A friend for whom, if they were in an accident, you would run all the red lights until you got to them? It is far easier to insulate myself with many superficial relationships than to embrace the vulnerability required to have that kind of friendship.

But in that unselfish love, in that constant effective desire to do good to one another—risk melts away. And in place of all that guardedness and political image management, the only question that remains is: what will do you the most good in this particular moment? For you to be well, for you to be safe from harm as far as I can keep it from you, for you to thrive and be everything you are meant to become—in what way can I support you? In what way can I carry you? In what way can I lay my life down for you? It’s a love without contingencies, a love without constraints, it’s love without a back up plan. Not a crass “I’ll scratch your back if you scratch mine”, not “I’ll serve your best interests if you serve mine”. But I’ll do good by you and for you—always. Whatever that means and whatever that requires.

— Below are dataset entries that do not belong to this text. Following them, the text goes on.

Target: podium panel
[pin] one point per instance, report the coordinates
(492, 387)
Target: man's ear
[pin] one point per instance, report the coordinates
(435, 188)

It would seem that to have even one friendship like that would be enough to make a man unspeakably rich. I hope to be a great preacher, a great leader, a great writer. But to be a really good friend? That would really be something.

Closing

Which of course leads us directly to Jesus. Jesus is simultaneously the best friend you could ever have, and at the same time he shows you how to be a good friend to others.

Communion

As pass: God – universe – call you – friend.

What an amazing idea that the God of the entire universe would come and call you his friend. And so as they pass, just spend a minute meditating on that idea. God calls me his friend.